Congress appears poised to do the minimum in renewing dozen of tax breaks that expired at the beginning of the year, a move that will extend investment advisers' frustration.
The House is expected to vote Wednesday on legislation that would extend retroactively for one year an assortment of individual and business tax breaks. The bill would ensure taxpayers can benefit from the breaks in 2014 but would not renew them for 2015.
Joe Pitzl, managing partner at Pitzl Financial, said it is “annoying” to be hamstrung in helping clients with tax planning when he's not sure what lawmakers will do on tax policy.
“It turns it into a guessing game — or a hoping game — rather than a planning game,” Mr. Pitzl said.
Tim Steffen, director of financial planning at R.W. Baird & Co., said a one-year extension is better than letting the tax breaks expire, but it doesn't lend much certainty to tax planning.
“It puts us right back in the same boat we've been in all year in another month,” Mr. Steffen said.
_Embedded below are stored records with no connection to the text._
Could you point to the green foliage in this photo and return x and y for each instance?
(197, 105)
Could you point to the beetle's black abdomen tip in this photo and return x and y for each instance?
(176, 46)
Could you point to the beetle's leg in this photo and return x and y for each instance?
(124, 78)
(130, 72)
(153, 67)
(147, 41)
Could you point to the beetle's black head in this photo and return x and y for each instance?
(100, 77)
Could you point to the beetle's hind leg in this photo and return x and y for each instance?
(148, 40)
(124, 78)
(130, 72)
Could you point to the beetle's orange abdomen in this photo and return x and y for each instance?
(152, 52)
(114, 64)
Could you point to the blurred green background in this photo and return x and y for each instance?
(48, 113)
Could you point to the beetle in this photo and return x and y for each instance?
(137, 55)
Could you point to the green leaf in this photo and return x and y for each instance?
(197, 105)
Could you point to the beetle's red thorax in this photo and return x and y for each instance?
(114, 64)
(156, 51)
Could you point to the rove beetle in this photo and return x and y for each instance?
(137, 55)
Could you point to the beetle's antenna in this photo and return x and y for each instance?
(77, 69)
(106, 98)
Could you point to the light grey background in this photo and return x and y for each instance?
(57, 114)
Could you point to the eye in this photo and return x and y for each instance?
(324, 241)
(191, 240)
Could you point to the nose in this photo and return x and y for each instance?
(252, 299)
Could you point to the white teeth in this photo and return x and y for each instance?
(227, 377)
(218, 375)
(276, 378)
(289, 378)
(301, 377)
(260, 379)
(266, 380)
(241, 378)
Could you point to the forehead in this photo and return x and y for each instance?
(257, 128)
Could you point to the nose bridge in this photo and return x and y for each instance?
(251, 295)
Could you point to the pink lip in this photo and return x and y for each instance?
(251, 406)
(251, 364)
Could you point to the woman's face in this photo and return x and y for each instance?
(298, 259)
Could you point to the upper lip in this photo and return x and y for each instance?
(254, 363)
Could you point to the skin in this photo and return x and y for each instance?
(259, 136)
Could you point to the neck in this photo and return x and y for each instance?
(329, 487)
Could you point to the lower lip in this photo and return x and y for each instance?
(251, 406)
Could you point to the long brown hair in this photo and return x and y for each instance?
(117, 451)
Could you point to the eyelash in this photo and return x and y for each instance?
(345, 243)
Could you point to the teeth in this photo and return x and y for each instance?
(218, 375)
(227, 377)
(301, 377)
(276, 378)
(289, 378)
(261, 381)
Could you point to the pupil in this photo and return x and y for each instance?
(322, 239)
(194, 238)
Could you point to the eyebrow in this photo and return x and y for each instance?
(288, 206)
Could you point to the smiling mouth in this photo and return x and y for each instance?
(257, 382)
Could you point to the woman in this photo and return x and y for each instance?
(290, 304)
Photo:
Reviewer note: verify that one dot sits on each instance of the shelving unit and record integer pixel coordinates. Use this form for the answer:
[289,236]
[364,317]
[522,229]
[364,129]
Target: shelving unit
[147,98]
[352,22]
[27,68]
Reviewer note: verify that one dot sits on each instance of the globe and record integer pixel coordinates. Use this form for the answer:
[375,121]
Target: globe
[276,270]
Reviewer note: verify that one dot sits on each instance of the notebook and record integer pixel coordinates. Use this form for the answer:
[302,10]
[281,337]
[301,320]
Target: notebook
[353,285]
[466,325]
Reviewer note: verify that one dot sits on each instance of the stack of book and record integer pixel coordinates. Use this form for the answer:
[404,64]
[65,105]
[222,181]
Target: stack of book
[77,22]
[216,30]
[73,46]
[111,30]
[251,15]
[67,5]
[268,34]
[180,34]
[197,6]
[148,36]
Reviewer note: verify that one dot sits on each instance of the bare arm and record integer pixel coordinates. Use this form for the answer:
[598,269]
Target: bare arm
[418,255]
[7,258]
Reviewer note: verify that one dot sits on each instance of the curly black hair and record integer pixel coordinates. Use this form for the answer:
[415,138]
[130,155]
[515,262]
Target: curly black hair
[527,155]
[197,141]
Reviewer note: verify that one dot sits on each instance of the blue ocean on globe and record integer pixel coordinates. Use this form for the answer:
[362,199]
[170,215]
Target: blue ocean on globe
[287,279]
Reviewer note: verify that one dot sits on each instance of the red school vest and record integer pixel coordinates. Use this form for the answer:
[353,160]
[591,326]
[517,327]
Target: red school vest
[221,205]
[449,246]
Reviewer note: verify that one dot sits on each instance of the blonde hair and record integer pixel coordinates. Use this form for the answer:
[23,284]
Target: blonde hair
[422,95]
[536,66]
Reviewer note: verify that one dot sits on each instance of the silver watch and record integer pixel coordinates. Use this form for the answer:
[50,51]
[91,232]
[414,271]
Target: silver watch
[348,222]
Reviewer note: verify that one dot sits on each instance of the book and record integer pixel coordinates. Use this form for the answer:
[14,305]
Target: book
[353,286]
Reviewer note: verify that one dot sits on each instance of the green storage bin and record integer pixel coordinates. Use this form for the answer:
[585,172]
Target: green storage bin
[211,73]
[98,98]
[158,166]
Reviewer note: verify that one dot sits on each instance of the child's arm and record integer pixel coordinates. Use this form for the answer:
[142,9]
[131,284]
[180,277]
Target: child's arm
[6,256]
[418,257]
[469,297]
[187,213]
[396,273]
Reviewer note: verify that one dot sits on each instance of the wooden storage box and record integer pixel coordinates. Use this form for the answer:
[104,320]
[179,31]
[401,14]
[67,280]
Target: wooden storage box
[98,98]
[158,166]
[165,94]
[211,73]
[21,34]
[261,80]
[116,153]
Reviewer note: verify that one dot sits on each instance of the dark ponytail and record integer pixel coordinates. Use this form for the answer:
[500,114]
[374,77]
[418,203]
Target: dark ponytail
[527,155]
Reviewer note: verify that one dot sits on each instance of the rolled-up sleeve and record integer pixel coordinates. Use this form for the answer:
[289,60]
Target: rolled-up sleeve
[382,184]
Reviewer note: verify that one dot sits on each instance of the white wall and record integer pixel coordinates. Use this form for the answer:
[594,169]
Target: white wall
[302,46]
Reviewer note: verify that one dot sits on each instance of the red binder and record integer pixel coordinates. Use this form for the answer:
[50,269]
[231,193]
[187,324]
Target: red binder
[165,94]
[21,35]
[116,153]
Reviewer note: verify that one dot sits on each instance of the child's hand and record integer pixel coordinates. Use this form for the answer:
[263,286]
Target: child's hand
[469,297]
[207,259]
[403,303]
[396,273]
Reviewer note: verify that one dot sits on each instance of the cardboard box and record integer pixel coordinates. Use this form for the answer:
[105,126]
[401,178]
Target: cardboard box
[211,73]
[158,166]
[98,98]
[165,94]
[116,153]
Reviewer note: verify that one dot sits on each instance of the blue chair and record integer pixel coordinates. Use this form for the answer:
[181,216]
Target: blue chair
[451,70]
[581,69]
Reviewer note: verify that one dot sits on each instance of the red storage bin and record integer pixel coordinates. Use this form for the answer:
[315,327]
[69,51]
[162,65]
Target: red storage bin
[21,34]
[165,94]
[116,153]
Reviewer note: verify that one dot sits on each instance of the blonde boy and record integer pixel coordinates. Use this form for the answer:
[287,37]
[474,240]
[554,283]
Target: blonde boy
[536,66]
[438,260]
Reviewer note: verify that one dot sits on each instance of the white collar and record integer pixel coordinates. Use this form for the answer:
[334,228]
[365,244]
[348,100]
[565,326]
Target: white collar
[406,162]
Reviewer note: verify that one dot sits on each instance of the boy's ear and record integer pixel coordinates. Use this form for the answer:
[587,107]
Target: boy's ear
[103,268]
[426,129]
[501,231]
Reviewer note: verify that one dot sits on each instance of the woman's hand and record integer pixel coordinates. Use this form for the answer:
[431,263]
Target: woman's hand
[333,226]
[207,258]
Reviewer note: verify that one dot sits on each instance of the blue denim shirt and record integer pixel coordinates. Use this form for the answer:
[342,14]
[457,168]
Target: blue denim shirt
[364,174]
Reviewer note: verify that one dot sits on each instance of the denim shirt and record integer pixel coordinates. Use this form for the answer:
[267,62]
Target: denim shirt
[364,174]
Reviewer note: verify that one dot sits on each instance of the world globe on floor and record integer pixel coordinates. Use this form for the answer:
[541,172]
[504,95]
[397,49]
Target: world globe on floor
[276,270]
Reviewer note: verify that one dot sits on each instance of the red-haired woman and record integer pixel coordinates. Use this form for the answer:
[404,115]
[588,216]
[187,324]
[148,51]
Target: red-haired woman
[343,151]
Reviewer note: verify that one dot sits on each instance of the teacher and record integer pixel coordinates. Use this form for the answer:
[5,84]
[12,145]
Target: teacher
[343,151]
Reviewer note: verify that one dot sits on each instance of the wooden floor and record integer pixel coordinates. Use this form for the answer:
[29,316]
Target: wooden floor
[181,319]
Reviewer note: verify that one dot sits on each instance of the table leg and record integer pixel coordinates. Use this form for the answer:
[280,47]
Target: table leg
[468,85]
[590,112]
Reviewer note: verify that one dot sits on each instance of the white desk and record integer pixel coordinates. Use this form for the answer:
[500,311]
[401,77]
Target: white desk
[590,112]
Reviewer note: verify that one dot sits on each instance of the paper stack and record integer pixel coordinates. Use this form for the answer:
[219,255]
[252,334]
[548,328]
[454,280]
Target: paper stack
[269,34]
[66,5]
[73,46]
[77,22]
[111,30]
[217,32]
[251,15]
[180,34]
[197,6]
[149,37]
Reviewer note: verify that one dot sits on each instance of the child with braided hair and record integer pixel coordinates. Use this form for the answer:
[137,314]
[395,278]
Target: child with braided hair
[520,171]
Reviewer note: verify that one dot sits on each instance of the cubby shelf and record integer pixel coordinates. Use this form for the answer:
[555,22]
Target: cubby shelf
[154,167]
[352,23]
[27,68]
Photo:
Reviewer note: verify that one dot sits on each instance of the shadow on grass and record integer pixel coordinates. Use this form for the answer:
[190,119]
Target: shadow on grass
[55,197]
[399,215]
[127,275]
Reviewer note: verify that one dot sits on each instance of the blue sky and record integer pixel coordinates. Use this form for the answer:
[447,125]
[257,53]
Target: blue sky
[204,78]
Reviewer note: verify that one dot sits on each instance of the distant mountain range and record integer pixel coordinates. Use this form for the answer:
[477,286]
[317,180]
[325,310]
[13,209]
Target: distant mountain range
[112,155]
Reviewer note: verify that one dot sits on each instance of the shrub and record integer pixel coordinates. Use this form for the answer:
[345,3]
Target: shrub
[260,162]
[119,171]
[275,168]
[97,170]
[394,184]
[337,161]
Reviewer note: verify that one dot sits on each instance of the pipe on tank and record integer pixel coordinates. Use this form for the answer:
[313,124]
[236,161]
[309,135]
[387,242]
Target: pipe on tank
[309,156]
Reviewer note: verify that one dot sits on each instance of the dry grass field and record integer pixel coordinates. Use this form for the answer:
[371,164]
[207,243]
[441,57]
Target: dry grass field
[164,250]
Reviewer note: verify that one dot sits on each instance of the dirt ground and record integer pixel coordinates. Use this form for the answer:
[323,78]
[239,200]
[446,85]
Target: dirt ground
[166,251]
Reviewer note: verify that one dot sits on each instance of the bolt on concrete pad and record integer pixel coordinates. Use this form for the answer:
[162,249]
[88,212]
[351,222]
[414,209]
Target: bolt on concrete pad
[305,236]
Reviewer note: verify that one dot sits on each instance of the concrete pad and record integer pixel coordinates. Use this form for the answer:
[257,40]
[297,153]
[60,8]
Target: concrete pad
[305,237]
The House bill would renew most of the 55 so-called tax extenders for 2014. House and Senate negotiators were working on a larger package that would renew some extenders for two years and make others permanent.
That proposal was scuttled when the White House threatened a veto last week.
In the aftermath of that move, House Republicans are saying they won't consider a two-year extension, according to an aide to a member of the House Ways and Means Committee.
It's unclear what the Senate will do.
“We've gone from being on the cusp of a deal — a deal that both sides could reasonably support — to a situation where probably our only recourse will be to pass a one-year retroactive extension of all tax extenders,” Sen. Orrin Hatch, R-Utah, ranking member of the Senate Finance Committee, said in a speech Tuesday.
Last month, IRS Commissioner John Koskinen warned Congress that the longer they delay approving the extenders, the more likely the tax-filing season will be delayed.
The tax extenders package expired in January for the 2014 tax year and beyond. They include a tax deduction for charitable contributions directly from an individual retirement account as well as deductions for mortgage interest premiums, state and local sales taxes, and some higher education expenses. Business tax breaks for research and development and other activities also are included.
If Congress approves tax extenders by the target date next week for adjournment of the lame-duck session, there's still enough time for clients to take the tax deduction when they donate required minimum distributions from their IRAs to a charitable organization, Mr. Steffen said. But the clock is ticking.
“Advisers are going to have to be on top of this as well, reminding their clients who haven't taken their RMDs to make sure they get their distributions made by the end of the year,” Mr. Steffen said.
Advisers said some clients are in a holding pattern on their RMDs, waiting for Congress to make a decision. Other clients have taken them and made donations, either hoping Congress will come through with the extension of the tax-free distribution or electing to pay taxes on the IRA withdrawal and then claiming a standard charitable deduction.
Though Suzanne Shier, chief wealth planner and tax strategist at Northern Trust, said a one-year extension would address immediate needs for tax planning, it's not optimal.
“It's just unsettling for people who are trying to be mindful about their charitable giving not to have clarity at this time of year,” she said.
The uncertainty also is stymying Mr. Pitzl's small-business clients. They're wrestling with expansion decisions without knowing the tax consequences, he said.
“It's difficult to do budgeting when you're not certain what the [tax] impact will be,” Mr. Pitzl said. “The money they could reinvest in their business is greater the longer the [tax] breaks are extended.”